Not only were the medications ineffective, her physical and mental state began to deteriorate. Five-year-old Lily was high, every day, her mom said.
“I sent her to school the other day, and they called me and they said that she was tired. She was passing out. She fell asleep during circle,” Parker said.
She picked Lily up from school after her teachers told her she was walking into walls. The only other option for Lily was brain surgery, if she would even qualify.
“I thought, there has to be something else,” Parker said.
Brain surgery could mean a loss of Lily’s peripheral vision.
“And there’s a chance that it wouldn't even work, so then my daughter is partially blind and still has seizures, how do you make that choice for your kid, I don’t know,” Parker said. She would never be able to drive, never be able to play sports, that’s a really, really hard decision to make as a parent.”

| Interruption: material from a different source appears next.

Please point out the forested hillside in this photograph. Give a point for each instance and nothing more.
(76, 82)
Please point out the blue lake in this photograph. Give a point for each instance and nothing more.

Desperate for another solution, Leanne found out about CBD, Cannabidiol.
“I started doing my research so instead of doing all of my research about epilepsy, now I was doing all of my research about CBD oil and learning everything I possibly could to learn about the benefits of it,” Parker said.
She went to a meeting in Grand Haven about medical marijuana’s use in treating epilepsy and from that point forward, she was going to give CBD a try.
“It’s my daughter, so you can judge me. I feel like we live in a culture where it’s okay to pop Oxycontin, Vicodin and pain killers but we look at CBD oil like it’s awful, I don’t understand that,” Parker said.
Nervous, Leanne approached her daughter’s neurologist with the idea.
“I brought it up to my doctor hoping and praying that he was on board with it and a lot of people aren’t
I’m lucky that I found a doctor that is, because if he wasn’t, I’d have to do it behind his back,” Parker said.
Weeks later, she received Lily’s medical marijuana license in the mail.
“The sad part is, there’s no doctor to talk to and that is the most frustrating part with me, because I’m like ‘okay I’m on board I want to do this, how, where, what do I do, how do I go about it and how do I even know how to dose my daughter?’” Parker said.
Through her research, she found Bloom. The Ann Arbor based medical marijuana facility that offers doctor/patient consulting.
“I wish this was option one before the pharmaceuticals, I wish I would have tried this first,” Parker said.
It’s still a little too early today, but it’s been 25 days seizure free for Lily.
“I am not hopping on a bandwagon of medical marijuana, I’m jumping off of the pharmaceutical bandwagon,” Parker said.
So far, this is the longest Lily has gone without having a seizure since July of 2017.